Posted On 20 May 2022 at 2:31 pm

There were tears in court 1 at Hove Crown Court today (Friday 20 May) as the parents of Bill Henham spoke about their loss.

Ian and Debbie Henham also addressed some of their remarks to the four men who murdered 24-year-old Mr Henham at a new year party on Wednesday 1 January 2020.

Only two of them were in the dock.
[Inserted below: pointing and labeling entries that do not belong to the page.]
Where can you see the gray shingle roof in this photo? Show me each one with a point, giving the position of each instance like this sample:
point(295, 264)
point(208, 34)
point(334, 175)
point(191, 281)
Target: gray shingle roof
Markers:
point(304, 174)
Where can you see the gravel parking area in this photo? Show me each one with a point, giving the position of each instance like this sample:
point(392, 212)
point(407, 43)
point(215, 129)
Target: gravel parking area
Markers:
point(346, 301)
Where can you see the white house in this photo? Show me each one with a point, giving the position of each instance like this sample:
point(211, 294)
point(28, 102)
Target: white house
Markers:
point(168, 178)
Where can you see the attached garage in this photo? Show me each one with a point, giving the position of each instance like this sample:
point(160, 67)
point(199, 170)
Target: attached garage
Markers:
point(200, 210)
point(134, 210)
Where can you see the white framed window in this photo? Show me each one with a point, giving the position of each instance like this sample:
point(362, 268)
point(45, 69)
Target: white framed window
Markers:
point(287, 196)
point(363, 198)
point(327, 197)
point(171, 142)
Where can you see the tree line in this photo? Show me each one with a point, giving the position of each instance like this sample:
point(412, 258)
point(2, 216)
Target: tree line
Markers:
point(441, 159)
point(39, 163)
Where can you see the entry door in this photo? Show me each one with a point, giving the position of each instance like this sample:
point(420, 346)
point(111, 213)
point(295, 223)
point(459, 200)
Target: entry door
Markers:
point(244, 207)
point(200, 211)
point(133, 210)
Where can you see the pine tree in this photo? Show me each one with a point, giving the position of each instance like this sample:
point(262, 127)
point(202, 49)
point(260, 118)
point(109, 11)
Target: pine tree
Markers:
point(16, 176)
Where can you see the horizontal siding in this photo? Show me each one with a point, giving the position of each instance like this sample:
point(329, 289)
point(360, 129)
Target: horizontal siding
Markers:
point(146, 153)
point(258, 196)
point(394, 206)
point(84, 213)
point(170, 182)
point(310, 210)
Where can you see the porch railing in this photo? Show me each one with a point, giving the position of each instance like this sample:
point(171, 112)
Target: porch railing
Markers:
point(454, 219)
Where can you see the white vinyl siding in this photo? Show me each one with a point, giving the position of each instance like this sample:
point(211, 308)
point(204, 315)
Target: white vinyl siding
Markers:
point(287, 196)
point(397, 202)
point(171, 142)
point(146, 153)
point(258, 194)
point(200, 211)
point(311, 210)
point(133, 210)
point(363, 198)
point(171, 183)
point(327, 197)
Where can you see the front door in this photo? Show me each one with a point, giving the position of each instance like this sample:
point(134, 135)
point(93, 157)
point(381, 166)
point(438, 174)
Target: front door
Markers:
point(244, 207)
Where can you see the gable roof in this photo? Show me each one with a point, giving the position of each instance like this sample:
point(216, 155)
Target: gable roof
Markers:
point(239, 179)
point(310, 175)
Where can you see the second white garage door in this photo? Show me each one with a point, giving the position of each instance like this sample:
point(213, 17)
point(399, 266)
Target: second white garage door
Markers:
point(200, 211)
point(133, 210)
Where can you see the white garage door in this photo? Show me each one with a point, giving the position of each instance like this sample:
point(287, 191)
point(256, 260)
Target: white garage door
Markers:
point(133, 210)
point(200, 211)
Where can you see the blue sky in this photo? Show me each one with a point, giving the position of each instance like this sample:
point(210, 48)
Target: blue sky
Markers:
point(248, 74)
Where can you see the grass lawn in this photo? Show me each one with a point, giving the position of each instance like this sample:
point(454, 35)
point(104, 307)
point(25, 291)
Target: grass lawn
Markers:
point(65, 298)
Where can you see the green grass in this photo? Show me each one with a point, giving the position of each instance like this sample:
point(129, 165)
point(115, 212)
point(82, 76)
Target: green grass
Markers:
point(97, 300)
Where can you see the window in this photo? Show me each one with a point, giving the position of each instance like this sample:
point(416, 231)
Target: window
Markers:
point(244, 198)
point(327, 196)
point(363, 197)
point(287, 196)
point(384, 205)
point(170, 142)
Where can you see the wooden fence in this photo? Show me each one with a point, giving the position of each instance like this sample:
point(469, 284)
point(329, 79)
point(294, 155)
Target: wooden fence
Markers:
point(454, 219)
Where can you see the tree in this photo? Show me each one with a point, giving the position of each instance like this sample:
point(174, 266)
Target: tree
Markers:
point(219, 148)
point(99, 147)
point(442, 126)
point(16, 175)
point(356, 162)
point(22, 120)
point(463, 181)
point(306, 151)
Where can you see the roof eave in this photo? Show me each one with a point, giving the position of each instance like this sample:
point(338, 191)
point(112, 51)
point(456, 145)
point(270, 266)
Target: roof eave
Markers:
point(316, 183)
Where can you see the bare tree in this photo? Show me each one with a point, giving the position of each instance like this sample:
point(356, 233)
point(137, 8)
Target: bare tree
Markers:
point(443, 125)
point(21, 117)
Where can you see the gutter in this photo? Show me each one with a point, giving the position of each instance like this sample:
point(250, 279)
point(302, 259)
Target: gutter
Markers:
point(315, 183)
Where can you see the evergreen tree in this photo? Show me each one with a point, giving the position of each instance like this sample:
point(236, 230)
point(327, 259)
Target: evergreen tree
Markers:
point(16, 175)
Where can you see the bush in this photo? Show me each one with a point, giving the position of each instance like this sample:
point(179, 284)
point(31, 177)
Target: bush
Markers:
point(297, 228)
The other two – Gregory Hawley and Dushane Meikle – lacked the courage to come to court, the judge Sir John Cavanagh, known as Mr Justice Cavanagh, told the crowded courtroom.

Hawley and Meikle were jailed for life and ordered to serve a minimum of 25 years for their leading role in the murder.

Alize Spence was given custody for life and Lamech Gordon-Carew was detained at Her Majesty’s pleasure – with both ordered to spend a minimum of 18 years behind bars.

Read our report about the sentencing here.

They murdered Mr Henham, a former BHASVIC student, by beating him mercilessly in an unprovoked attack in a squat in North Street, Brighton.

They then stripped his body and dumped it in a recess, having used bleach to try to hide the evidence of what they had done.

Mr Henham’s father, Ian, said: “Your joint act of brutality that night stole our son’s life away from him.”

He said that the verdict “can’t assuage our grief or loss which is unfathomable”, adding: “It can’t bring Bill back. But what it does do, rightly, is to punish the offenders.

“We are so angry for what these men did and grateful for the justice they will receive. Sadly, however, no sentence will give us Bill back.”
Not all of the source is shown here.